58 It is unnecessary to identify the scope of the power to rectify in a single formulation. Like Barrett J I am not attracted to terminology such as a "general reformatory" jurisdiction. The relevant scheme of the Act is:
· ASIC may register a company and issue a certificate that states the company is registered (s 118(1));
· ASIC must keep a record of the registration (s 118(2));
· A company comes into existence on the day it is registered (s 119);
· Reference to a company in the Act means a registered company (s 9);
· The register provides detailed information about the company (s 1364(2)(c) and Corporations Regulations 2001 9.1.02(a));
· On deregistration a company ceases to exist and its property is vested in ASIC (s 601AD).
59 The principal purpose of registration is to cause a company to exist as a legal entity and to establish that it is governed and regulated by the Act. A further purpose is to provide information, specified in the regulations, to persons who deal with a company.
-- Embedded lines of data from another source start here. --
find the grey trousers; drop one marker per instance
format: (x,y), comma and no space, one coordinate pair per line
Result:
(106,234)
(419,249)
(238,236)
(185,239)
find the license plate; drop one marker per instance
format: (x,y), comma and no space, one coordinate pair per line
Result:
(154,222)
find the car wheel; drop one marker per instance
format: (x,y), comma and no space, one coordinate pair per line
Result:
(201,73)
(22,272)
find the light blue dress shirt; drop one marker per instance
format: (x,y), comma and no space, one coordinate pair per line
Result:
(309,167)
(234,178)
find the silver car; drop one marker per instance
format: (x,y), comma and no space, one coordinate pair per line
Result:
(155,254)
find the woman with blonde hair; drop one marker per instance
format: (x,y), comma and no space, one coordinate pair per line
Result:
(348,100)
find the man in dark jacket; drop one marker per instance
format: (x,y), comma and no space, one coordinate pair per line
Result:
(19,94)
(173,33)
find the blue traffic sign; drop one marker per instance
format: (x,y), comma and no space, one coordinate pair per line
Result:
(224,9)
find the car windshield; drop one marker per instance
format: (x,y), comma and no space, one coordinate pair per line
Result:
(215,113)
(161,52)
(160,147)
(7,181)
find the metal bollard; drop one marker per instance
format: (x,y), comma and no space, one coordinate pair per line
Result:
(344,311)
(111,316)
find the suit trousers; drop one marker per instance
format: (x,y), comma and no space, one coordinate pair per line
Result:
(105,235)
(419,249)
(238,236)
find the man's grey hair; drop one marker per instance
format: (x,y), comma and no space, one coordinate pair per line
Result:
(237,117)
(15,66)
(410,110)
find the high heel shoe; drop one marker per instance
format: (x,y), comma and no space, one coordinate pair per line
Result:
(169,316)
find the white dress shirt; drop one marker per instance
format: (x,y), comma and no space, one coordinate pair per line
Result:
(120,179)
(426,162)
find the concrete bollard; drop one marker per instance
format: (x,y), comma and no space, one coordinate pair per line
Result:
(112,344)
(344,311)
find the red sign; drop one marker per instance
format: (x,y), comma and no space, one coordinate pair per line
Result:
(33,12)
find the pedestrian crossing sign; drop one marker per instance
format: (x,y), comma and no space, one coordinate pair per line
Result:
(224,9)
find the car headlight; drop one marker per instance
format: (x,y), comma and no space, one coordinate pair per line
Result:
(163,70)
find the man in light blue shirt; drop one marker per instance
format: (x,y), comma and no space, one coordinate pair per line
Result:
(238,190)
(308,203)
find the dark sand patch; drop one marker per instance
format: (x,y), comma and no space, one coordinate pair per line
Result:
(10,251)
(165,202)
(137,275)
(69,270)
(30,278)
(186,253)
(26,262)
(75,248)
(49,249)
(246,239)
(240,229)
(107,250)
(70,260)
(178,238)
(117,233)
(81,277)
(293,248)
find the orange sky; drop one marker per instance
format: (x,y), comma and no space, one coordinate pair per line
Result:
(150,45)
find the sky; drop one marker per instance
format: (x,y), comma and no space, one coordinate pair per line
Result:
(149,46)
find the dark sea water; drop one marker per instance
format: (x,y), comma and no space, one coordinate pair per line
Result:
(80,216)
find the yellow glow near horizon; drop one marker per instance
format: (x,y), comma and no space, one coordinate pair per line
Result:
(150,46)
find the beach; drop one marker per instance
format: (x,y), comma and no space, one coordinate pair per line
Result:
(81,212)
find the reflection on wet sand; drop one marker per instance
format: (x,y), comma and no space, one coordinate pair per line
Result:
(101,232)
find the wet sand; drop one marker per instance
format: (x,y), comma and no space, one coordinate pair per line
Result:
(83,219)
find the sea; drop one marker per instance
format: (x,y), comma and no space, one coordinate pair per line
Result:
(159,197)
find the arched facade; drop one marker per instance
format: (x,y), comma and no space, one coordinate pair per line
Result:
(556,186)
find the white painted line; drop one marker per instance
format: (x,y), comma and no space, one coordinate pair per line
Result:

60 In my opinion, the power to rectify the register of companies under s 1322(4)(b) extends to removing a company from the register where the process by which the company was placed on the register was invalid. Where, as is here suggested, that process involved a denial of procedural fairness there would be a relevant invalidity. I do not find it necessary, for reasons discussed below, to treat the alleged non-disclosure as in some way constituting a separate basis to that of procedural fairness.